NIST Blockchain Report Examines the Tech Behind the “Hype”
The National Institute of Standards and Technology (NIST) has issued a report titled “Blockchain Technology Overview.” The report, intended to provide a high-level technical overview, discusses the application of blockchain technology to electronic currency in depth, and also discusses its broader applications.
“We want to help people understand how blockchains work so that they can appropriately and usefully apply them to technology problems,” said NIST computer scientist Dylan Yaga, who is one of the authors of the report. “It’s an introduction to the things you should understand and think about if you want to use blockchain.” According to Yaga, blockchain technology is a powerful new paradigm for business.
The very fact that it comes from NIST makes this report worth reading. NIST, a nonregulatory agency of the U.S. Department of Commerce, whose mission is to promote innovation and industrial competitiveness, is a high-profile agency of the U.S. government with programs that include Nanoscale Science and Technology, Engineering, and Information Technology.

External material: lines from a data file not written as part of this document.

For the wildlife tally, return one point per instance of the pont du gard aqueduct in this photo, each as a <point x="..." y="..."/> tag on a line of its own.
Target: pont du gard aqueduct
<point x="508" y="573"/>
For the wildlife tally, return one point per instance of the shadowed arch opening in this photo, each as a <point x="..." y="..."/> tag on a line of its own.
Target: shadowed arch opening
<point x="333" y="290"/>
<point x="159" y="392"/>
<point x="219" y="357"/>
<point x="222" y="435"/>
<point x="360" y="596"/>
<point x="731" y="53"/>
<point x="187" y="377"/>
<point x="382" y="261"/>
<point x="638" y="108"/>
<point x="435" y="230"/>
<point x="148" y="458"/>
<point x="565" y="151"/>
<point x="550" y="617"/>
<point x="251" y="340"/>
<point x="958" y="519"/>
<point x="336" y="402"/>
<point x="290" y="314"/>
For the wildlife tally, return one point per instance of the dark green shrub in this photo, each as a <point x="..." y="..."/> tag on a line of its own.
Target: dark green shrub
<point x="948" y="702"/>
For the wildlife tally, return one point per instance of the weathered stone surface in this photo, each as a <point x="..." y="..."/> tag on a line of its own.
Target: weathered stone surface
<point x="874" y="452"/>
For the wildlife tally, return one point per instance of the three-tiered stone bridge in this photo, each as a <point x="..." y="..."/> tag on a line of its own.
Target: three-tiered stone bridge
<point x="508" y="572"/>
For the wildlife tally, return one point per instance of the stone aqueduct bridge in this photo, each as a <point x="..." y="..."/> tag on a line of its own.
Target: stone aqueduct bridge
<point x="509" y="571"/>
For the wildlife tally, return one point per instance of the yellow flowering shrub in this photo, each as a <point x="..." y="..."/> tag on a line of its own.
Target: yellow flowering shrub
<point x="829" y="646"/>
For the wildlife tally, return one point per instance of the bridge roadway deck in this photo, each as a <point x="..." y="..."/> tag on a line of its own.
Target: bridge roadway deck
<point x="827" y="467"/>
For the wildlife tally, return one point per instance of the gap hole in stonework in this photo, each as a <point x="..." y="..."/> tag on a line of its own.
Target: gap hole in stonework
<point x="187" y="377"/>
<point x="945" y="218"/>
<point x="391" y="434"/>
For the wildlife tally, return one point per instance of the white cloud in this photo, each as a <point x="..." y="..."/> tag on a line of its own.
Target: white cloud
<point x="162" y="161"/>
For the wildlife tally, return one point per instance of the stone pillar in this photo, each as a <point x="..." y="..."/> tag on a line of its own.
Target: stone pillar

“From the smart electric power grid and electronic health records to atomic clocks, advanced nanomaterials, and computer chips, innumerable products and services rely in some way on technology, measurement, and standards provided by the National Institute of Standards and Technology,” notes the NIST website. Therefore, NIST recommendations are likely to shape not only the development of blockchain technology in the private sector, but also the U.S. government’s adoption and regulation of blockchain technology.
“Because the market is growing so rapidly, several stakeholders, customers and agencies asked NIST to create a straightforward description of blockchain so that newcomers to the marketplace could enter with the same knowledge about the technology,” reads the NIST press release.
“We want to help people to see past the hype,” said Yaga.
The NIST report is formally a draft, open to public comments from January 24 to February 23, 2018.
The authors note that many electronic cash schemes were proposed before Bitcoin, but none of them achieved widespread use. Bitcoin achieved compelling capabilities and widespread use because blockchain technology enabled electronic cash to be implemented in a distributed fashion without controlling bodies and single points of failure. Other blockchain technologies discussed explicitly are Ethereum, Litecoin, DASH, Multichain, Ripple and Hyperledger.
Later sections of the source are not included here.